DMA issues warning over end of ICO regulation for Bluetooth

LONDON - The DMA has responded to the ICO's decision to exclude Bluetooth technology from compliance laws, warning the ruling does not align the mobile marketing industry along best practice guidelines.

The Information Commissioner's Office has ruled that Bluetooth should be excluded from its Privacy and Electronic Communications Regulations.

Although it has not yet published its reasoning, it has been reported that it was decided Bluetooth technology does not count as a public electronic communications network.

However, the decision has prompted fears that the technology could now be open to unregulated abuse from spammers.

Marketers have now been warned by the DMA that the ICO's exclusion of Bluetooth from its electronic communications guidelines could put the medium in a "technological no man's land".

The DMA has urged the regulator to consider all forms of electronic communication as subject to permission and privacy laws.

The DMA's own Mobile Marketing Council's Best Practice code states that all electronic communications should fall under the ICO's privacy guidelines, and that reversing its stance did not equate with best practice advice.

Nick Fuller, chair of the DMA Mobile Marketing Council, said: "While it is understandable that the ICO sees Bluetooth as falling outside of the PECR legislation in terms of its underlying technology, it is important that the principles of the PECR are not lost.

"I am increasingly speaking to Bluetooth marketers who appreciate the principle of permission and who approach potential applications accordingly but it would be naive to assume that this will always be the case."

Stefan Hohmann, chief executive officer of Bluetooth marketing firm Bluepod Media, told Brand Republic that his company approved of the ICO's decision.

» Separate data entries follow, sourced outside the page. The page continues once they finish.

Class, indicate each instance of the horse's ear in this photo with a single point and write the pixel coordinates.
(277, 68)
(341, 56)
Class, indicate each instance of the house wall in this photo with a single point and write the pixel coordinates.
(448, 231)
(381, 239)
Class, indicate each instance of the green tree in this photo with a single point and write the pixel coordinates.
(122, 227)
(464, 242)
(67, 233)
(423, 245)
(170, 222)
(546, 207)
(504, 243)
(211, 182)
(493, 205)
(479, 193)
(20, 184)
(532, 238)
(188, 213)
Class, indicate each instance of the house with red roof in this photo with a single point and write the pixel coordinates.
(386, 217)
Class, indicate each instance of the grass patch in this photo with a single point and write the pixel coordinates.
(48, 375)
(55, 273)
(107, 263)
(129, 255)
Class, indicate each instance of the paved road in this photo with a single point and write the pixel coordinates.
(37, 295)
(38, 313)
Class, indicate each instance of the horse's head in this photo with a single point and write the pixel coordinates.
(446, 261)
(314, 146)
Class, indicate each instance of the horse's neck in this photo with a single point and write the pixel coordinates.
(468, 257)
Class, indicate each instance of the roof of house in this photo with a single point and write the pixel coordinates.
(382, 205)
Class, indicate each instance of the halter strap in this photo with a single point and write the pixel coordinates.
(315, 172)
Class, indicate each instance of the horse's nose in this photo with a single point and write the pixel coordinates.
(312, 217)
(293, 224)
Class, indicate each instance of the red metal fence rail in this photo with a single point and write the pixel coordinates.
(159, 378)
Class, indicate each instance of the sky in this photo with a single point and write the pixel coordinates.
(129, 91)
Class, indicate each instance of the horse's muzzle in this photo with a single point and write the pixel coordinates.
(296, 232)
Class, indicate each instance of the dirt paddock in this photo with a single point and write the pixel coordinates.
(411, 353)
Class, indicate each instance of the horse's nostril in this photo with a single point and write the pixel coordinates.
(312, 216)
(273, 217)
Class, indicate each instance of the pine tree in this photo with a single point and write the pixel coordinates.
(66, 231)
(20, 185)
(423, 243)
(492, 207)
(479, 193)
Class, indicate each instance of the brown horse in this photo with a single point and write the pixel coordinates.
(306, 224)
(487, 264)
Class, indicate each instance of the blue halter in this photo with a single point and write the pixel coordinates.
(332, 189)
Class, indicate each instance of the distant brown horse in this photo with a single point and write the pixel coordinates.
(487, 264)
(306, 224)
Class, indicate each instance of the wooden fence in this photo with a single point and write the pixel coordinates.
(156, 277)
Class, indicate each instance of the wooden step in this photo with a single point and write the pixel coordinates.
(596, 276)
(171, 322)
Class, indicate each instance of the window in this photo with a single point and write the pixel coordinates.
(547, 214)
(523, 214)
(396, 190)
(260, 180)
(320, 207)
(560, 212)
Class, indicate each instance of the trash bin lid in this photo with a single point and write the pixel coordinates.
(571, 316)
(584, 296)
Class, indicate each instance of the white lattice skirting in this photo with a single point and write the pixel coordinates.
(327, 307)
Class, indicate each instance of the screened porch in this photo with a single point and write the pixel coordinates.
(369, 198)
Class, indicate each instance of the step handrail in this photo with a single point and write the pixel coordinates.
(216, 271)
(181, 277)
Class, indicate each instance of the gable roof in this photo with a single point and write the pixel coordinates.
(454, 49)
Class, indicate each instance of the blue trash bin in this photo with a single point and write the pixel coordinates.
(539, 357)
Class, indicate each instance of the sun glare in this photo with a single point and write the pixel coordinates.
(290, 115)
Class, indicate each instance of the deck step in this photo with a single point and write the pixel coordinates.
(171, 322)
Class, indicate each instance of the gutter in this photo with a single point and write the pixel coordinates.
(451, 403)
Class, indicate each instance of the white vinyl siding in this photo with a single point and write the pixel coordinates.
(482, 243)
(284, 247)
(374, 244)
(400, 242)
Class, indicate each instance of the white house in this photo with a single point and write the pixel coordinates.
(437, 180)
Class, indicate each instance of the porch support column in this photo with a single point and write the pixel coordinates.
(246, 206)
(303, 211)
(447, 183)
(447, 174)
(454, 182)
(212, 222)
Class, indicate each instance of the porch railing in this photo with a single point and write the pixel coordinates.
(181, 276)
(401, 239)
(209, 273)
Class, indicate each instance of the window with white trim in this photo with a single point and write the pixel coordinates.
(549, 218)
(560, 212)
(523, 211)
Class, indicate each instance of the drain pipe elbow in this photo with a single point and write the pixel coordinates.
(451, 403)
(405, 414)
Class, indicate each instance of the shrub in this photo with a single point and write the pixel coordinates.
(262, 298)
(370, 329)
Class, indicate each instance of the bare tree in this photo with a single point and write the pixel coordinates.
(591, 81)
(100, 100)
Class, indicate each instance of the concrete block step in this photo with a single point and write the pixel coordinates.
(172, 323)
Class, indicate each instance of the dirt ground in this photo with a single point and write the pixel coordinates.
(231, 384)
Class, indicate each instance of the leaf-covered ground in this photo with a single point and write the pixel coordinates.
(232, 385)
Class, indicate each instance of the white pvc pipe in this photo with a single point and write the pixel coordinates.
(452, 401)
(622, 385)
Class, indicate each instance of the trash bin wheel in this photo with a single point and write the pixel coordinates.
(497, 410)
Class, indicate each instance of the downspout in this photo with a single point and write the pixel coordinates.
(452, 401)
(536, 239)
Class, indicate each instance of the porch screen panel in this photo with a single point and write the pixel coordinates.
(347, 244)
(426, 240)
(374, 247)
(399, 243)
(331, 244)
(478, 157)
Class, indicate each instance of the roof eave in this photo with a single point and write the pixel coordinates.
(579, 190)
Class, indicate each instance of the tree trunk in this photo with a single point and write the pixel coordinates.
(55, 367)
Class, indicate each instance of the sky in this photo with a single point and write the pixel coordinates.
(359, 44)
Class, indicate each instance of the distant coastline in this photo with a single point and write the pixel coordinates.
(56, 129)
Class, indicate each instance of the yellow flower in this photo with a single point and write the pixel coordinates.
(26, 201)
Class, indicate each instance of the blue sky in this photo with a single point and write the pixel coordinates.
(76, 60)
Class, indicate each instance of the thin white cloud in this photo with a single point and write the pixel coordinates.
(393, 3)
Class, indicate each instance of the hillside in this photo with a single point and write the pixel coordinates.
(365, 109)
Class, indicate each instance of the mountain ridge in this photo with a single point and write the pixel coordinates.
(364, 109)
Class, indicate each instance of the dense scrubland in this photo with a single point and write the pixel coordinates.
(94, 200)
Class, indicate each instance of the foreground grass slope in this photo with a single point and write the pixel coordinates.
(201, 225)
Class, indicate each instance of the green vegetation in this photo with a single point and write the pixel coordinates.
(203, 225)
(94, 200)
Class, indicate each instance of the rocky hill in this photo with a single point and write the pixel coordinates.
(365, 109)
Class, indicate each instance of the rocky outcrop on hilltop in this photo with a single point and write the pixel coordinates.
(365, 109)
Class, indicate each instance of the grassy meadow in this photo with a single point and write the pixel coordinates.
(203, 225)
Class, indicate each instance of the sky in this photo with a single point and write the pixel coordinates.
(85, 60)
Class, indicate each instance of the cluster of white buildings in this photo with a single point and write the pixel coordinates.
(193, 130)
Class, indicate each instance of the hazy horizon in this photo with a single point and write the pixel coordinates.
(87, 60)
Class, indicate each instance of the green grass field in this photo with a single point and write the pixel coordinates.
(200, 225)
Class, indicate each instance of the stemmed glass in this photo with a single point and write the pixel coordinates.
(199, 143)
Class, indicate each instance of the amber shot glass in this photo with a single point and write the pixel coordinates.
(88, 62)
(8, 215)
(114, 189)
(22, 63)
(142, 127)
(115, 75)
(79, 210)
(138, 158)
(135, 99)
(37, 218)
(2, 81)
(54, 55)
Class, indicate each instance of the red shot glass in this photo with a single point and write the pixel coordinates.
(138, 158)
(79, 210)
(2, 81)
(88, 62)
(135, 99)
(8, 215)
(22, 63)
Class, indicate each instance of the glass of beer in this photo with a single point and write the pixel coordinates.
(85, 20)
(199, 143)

He said: "We welcome the ICO's declaration as a victory for commonsense. Consumers and users of Bluetooth have a clear sense of what the technology is and switching the device on or off on their phone is in effect acknowledging whether the user wishes to receive communications from marketers."

Hohmann said there would always be examples of bad marketing practices, but warned it was up to the mobile marketing industry as a whole to regulate itself, and that "it is clearly not in our interests to spam people".

He added: "A trial by HSBC earlier this year involving Bluetooth marketing in its banks received a very good response from consumers, particularly from the blue rinse brigade, as it gave them an alternative method of receiving valuable information."

The ICO is due to update the PECR shortly, following Bluetooth's removal from its electronic guidelines.